You are a nail technician/manicurist/nail stylist NOT a doctor - it is illegal for you to give your clients medical advice.  This includes advice on what to do about nail fungus or even a bleeding, broken nail. While there may be some home remedies that might work for various issues, telling your client to use them is practicing medicine without a license.  Remember, you are licensed (assuming you are in a location that licenses nail techs) to beautify the nails, not diagnose or treat them.  When in doubt, refer to a doctor.

Scope of Practice
In the United States, every state that licenses nail technicians has in their law books a scope of practice.  In order to get a license you need to take a law test so you should be familiar with the scope of your practice.  Unfortunately, it seems a lot of techs forget the legalities as soon as they pass the test.  For example, in California, "Manicuring is the practice of cutting, trimming, polishing, coloring, tinting, or cleansing the nails, or massaging, cleansing, treating, or beautifying the hands or feet of any person."  If what your client is asking for is outside of this scope, you are not licensed to perform the service or give advice.  Please know your state laws!

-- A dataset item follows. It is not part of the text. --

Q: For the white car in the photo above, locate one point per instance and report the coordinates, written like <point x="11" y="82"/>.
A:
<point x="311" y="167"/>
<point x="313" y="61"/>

The crime of practicing without a license can be a very serious charge depending on the circumstances. State and country laws vary on this issue, however some possible consequences could include Fines, Incarceration, Paying Restitution and Probation. (

What could happen?
Let's say you are giving a client a manicure and she mentions she has had nail fungus on one of her toenails for years and its spreading to other toenails now.  You tell her that you have read on the internet that Vick's Vapo-Rub works for fungus.  She tries it for a few months and it doesn't work. Later she goes to a doctor who tells her that it has become systemic and since she is diabetic  she has developed ulcers on her feet and neuropathy and now they have to amputate some toes.  The doctor mentions that had she come in 2 months earlier it could have been caught soon enough.  The client realizes that the reason she didn't go in earlier is because her manicurist told her to try this home remedy. She sues.  And wins in court.  The manicurist's insurance refuses to pay because she was practicing outside the scope of her license.  She now has to come up with the fines and restitution out of her own pocket.

Yes this is a made-up (and rather extreme) example, but search the internet for "Nail Salon Sued" and you will see that it happens more than you would like to think about.